Validation Agent System Documentation
Overview
The Validation Agent System provides automated quality control for task completion in Hephaestus. It enables optional validation layers with specialized validator agents that verify task completion and provide iterative feedback to phase agents.
Key Features
- Automated Validation: Validator agents automatically check task completion against defined criteria
- Iterative Feedback: Agents receive feedback and can improve their work through multiple iterations
- Optional Configuration: Validation can be enabled/disabled per phase
- Git Integration: Each validation attempt creates a commit for full traceability
- Quality Metrics: Track validation pass rates and iteration counts
Prerequisites
- Worktree isolation system must be configured (see docs/worktree-isolation-system.md)

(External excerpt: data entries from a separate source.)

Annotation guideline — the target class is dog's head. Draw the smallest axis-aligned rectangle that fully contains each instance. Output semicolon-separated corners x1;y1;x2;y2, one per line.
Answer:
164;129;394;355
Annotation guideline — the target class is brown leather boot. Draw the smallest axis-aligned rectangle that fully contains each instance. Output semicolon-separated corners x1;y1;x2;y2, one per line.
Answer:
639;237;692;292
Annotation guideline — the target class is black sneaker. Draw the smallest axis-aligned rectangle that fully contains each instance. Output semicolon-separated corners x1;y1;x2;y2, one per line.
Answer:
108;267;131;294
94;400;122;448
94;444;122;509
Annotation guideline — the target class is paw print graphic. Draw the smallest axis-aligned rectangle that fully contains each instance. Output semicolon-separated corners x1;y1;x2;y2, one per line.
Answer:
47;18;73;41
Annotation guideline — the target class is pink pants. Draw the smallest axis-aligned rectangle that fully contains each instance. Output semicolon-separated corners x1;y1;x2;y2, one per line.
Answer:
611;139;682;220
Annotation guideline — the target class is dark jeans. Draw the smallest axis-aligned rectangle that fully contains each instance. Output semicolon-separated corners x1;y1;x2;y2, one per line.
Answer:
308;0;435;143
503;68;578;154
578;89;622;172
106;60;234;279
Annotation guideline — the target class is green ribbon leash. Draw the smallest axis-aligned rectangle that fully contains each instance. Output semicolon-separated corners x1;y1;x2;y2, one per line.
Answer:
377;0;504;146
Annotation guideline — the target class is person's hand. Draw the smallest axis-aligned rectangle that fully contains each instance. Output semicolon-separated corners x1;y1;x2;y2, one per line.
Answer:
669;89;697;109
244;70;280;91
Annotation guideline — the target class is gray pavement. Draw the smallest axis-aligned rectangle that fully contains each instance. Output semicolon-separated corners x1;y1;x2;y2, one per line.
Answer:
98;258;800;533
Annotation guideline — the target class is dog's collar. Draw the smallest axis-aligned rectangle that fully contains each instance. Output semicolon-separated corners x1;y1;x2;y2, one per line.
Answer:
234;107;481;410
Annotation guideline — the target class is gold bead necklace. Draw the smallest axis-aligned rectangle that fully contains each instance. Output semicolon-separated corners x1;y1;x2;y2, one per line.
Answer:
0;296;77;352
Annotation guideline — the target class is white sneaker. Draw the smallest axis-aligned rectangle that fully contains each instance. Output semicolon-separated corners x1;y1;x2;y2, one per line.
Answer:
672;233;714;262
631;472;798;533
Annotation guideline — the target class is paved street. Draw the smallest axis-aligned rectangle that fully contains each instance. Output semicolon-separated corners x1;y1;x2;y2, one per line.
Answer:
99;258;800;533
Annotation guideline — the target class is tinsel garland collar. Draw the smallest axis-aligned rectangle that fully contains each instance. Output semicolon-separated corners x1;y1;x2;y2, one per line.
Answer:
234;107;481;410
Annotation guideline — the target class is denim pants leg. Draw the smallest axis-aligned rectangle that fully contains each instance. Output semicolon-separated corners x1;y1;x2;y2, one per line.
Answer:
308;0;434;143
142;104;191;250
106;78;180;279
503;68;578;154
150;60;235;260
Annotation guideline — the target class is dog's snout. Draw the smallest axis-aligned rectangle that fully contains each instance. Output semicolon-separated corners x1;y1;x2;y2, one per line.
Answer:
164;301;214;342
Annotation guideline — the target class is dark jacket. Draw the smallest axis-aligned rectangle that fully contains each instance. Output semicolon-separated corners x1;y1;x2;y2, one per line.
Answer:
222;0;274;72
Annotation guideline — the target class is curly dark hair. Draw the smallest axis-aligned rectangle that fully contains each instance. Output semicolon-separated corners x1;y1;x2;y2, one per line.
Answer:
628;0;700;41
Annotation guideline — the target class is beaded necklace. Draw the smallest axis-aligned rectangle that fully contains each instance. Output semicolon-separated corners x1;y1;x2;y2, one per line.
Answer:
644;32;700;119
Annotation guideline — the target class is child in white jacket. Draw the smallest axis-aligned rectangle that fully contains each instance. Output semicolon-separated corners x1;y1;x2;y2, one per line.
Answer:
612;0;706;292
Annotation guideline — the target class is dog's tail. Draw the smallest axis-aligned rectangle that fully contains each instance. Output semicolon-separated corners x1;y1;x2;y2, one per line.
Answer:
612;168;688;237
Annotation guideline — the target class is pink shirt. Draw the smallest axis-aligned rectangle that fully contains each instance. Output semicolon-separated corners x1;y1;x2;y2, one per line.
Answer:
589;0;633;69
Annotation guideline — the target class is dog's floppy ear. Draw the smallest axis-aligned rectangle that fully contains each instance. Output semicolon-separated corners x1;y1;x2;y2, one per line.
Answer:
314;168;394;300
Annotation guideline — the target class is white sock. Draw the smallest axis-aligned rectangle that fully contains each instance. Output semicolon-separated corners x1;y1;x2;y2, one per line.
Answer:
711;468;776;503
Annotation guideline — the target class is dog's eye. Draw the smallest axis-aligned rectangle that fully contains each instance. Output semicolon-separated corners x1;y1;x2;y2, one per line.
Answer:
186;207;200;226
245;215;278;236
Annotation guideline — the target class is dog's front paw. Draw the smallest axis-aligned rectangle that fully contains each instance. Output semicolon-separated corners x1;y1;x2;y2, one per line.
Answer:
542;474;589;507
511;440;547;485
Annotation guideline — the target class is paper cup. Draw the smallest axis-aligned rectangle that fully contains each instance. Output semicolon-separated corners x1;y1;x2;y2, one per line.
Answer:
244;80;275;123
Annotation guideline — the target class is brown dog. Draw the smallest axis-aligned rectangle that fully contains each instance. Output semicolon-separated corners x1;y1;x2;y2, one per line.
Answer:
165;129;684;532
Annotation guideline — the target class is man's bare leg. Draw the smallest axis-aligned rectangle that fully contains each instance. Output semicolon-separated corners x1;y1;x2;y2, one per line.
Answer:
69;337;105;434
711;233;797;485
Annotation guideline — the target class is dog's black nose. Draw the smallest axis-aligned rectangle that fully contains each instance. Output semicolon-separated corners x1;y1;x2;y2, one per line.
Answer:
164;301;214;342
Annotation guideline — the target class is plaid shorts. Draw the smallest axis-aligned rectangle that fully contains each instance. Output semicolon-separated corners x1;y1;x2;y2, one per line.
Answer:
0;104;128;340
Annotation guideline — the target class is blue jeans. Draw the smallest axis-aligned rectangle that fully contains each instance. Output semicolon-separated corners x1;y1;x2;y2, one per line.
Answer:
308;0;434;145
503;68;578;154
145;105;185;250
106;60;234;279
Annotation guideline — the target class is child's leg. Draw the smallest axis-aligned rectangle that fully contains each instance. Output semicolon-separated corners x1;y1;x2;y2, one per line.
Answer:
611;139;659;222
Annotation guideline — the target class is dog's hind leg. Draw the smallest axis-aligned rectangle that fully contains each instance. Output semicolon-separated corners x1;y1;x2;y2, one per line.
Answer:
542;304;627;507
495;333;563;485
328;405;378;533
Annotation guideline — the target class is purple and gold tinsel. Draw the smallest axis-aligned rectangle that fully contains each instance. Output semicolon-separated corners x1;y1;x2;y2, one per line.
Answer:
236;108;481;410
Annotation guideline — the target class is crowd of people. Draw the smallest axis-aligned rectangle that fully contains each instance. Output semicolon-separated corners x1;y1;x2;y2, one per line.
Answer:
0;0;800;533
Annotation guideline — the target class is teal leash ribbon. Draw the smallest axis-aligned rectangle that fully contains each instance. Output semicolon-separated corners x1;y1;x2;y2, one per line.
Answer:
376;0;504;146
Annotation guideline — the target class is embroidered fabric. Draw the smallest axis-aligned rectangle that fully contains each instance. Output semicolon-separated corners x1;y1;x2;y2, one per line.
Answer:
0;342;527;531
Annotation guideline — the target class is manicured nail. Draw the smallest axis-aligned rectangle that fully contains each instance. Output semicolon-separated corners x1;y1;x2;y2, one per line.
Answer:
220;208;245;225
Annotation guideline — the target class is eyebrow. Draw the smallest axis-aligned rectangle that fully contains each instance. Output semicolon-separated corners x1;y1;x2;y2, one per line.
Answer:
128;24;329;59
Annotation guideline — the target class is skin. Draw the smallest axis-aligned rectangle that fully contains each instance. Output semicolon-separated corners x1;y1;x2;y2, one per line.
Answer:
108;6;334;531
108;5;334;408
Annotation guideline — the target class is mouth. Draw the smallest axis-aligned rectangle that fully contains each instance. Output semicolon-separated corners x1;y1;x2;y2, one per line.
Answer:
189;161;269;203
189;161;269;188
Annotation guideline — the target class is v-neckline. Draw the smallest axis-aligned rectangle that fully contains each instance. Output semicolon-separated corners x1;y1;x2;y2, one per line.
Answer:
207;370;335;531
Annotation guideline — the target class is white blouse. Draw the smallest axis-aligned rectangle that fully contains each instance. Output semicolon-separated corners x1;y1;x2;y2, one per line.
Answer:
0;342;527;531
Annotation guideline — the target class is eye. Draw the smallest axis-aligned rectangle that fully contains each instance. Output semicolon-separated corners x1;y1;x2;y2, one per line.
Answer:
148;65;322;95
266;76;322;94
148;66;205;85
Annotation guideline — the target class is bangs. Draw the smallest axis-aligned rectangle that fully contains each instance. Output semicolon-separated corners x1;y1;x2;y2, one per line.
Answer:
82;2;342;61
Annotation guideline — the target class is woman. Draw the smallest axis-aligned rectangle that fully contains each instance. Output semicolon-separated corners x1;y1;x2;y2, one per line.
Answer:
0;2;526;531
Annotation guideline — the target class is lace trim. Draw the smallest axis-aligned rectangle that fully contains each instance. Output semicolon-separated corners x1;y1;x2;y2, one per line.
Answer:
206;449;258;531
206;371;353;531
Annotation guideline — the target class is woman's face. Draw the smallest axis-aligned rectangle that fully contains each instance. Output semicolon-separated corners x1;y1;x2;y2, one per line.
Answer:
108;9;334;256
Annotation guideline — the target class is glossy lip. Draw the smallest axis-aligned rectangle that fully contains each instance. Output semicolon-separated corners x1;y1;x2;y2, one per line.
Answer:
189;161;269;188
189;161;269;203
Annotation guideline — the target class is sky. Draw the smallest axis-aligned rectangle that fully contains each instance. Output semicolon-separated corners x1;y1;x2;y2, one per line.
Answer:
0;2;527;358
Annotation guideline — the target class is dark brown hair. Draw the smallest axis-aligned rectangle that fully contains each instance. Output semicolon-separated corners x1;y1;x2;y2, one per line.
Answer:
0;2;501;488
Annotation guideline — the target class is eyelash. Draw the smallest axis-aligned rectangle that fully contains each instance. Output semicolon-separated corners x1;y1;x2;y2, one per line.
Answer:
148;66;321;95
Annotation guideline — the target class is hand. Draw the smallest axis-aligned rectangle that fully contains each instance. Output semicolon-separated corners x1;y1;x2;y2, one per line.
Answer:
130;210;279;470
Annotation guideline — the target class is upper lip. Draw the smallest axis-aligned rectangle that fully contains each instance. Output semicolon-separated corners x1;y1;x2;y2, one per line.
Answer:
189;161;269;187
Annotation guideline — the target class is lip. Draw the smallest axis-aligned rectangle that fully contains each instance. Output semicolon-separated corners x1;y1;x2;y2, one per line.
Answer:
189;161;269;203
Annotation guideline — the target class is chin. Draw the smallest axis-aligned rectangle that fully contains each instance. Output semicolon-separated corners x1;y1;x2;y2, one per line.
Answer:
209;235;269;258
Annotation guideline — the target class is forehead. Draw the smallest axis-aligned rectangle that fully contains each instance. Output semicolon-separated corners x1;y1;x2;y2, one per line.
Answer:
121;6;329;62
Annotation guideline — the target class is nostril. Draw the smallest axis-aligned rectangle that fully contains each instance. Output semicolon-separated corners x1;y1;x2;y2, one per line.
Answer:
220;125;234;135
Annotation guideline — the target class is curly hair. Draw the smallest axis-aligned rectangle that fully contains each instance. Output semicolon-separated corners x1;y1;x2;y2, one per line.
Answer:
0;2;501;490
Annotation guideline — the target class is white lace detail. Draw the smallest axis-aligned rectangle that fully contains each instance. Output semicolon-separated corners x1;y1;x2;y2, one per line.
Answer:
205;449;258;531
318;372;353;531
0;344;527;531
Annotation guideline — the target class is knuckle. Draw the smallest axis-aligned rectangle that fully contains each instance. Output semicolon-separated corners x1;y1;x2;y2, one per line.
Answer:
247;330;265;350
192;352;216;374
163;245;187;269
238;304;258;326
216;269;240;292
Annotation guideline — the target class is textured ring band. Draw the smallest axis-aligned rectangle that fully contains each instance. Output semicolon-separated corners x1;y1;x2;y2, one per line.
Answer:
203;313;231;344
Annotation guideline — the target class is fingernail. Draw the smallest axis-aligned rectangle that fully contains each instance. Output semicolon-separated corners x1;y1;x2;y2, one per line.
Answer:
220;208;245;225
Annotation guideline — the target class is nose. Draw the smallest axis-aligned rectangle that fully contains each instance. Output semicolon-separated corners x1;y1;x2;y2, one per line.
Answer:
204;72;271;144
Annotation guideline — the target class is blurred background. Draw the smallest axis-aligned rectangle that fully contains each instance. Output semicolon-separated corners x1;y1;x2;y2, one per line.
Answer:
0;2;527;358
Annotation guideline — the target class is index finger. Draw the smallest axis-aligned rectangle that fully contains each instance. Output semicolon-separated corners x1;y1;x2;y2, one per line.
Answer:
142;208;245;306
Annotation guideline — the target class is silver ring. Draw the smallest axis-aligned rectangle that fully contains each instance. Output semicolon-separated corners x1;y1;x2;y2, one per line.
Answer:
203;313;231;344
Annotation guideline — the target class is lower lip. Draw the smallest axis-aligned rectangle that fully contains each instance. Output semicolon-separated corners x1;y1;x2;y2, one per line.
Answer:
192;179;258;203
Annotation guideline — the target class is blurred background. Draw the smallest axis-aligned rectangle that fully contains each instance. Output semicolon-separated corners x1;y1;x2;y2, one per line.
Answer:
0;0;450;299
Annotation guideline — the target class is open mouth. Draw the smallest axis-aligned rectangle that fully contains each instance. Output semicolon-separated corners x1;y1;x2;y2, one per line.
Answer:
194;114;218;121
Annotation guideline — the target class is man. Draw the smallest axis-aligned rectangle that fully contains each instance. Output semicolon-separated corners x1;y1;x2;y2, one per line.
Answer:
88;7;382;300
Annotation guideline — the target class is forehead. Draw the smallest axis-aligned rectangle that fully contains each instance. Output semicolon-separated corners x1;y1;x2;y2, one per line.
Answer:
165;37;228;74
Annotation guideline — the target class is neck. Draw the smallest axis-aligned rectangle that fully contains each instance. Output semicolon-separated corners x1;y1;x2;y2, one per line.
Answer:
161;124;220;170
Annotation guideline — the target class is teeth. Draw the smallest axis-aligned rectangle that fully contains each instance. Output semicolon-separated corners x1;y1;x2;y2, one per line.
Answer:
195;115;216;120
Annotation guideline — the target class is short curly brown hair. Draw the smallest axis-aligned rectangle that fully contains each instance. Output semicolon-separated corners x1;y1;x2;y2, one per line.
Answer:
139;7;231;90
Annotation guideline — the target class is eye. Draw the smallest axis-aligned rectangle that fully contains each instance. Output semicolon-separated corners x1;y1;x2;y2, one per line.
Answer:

- Database must be initialized with validation tables
- Git repository must be configured
Architecture
State Machine
The validation system extends the task state machine with new states:
Task States Reference
| State | Description | Next States | 
|---|---|---|
| pending | Task created, awaiting assignment | assigned | 
| assigned | Agent assigned to task | in_progress | 
| in_progress | Agent actively working | under_review,failed | 
| under_review | Agent claims done, awaiting validation | validation_in_progress | 
| validation_in_progress | Validator agent checking work | done,needs_work | 
| needs_work | Validation failed, agent must fix | in_progress | 
| done | Task completed (with or without validation) | - | 
| failed | Task failed or abandoned | - | 
Database Schema
ValidationReview Table
Stores validation review history for tasks:
CREATE TABLE validation_reviews (
    id TEXT PRIMARY KEY,
    task_id TEXT NOT NULL,
    validator_agent_id TEXT NOT NULL,
    iteration_number INTEGER NOT NULL,
    validation_passed BOOLEAN NOT NULL,
    feedback TEXT NOT NULL,
    evidence JSON,
    recommendations JSON,
    created_at TIMESTAMP DEFAULT CURRENT_TIMESTAMP,
    FOREIGN KEY (task_id) REFERENCES tasks(id),
    FOREIGN KEY (validator_agent_id) REFERENCES agents(id)
);
Task Model Extensions
Additional fields for validation:
- review_done(Boolean): Whether task passed validation
- validation_enabled(Boolean): Whether validation is required
- validation_iteration(Integer): Current iteration number
- last_validation_feedback(Text): Feedback from last validation
Agent Model Extensions
- agent_type(String):- phase,- validator, or- monitor
- kept_alive_for_validation(Boolean): Whether agent is waiting for validation
API Reference
Validation Endpoints
give_validation_review()
Submit validation review for a task.
Parameters:
- task_id(str): ID of task being validated
- validator_agent_id(str): ID of validator agent
- validation_passed(bool): Whether validation passed
- feedback(str): Detailed feedback
- evidence(List[Dict]): Evidence supporting decision
- recommendations(List[str]): Follow-up task recommendations
Returns:
{
    "status": "completed|needs_work",
    "message": "Status message",
    "iteration": 1
}
Who can call: Validator agents only
Validation Functions
spawn_validator_agent(task_id, commit_sha)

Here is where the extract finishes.